Connecting the wish to be loved opens the door to self-compassion and innocence. As we acknowledge this, we must give ourselves the compassion we need.
I can get wrapped up in the self-help fiasco, especially in tumultuous waters like the ones I’m in now. I’ve been practicing being here, in the moment, as you may already know. On my difficult days, the knowledge I gained from truly diving into the subject of shame remained with me. It added a layer of understanding and a cushion to fall on. I could feel whatever it was and then pause and say, “Oh, okay. That’s what it is.” And then: “I’m working on it.”
What I have done is give the little-me in my head an extended vacation. She keeps coming in for work in the mornings and banging on the front door, but I tell her to go home, to get some sun, and to leave me alone.
Eventually she will learn - she is unneeded. We don't need her help anymore.
But - just like everything, it is a practiced thing.

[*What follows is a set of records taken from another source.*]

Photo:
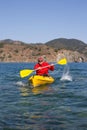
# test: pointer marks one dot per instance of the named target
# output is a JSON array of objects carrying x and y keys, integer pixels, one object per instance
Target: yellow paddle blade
[
  {"x": 62, "y": 61},
  {"x": 25, "y": 72}
]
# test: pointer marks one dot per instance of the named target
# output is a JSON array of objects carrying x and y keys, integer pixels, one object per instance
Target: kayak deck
[{"x": 37, "y": 80}]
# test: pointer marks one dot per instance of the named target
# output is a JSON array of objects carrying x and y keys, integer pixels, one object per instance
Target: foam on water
[
  {"x": 66, "y": 74},
  {"x": 20, "y": 83}
]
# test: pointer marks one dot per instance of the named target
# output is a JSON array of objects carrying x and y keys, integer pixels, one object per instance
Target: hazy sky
[{"x": 34, "y": 21}]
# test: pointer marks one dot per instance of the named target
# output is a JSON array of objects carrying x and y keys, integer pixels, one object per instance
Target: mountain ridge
[{"x": 18, "y": 51}]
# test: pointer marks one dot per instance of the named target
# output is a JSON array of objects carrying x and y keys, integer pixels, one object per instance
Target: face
[{"x": 40, "y": 61}]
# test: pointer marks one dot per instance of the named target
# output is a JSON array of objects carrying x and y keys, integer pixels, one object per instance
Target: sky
[{"x": 39, "y": 21}]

Anyway. I’ll be here, next week. See you then?
PS: Write me back!
I began writing this letter a week in advance. In the original draft, I was exploring my dreams and trying to get a feel of why the word “shame” often comes up for me. After writing it through, I decided to watch a few videos as research - to make sure I was defining shame the correct way. What was supposed to be a quick double-check became a week-long, learning experience. I tried to mix the educational aspect with my personal life and prose. Do please tell me what you think <3
i literally sobbed as i read this bc i feel like it brought to name so many issues that i currently struggle with that are rooted in the shame i felt as a child and the shame i still feel as an adult. one very prominent childhood memory i have is being told "shame on you" a lot but i never realized how deeply i do carry this shame
You are such a compelling thinker and writer. Your attentive, loving streak shines forth in every last inch of this article---down to the interludes of greeting to your unknown reader, to the little footings at the end earnestly encouraging us to write back to you. This blog is a very lovely place to be, I can tell that much already.
Thank you for putting your writing, your personal history, your reflections out there for us.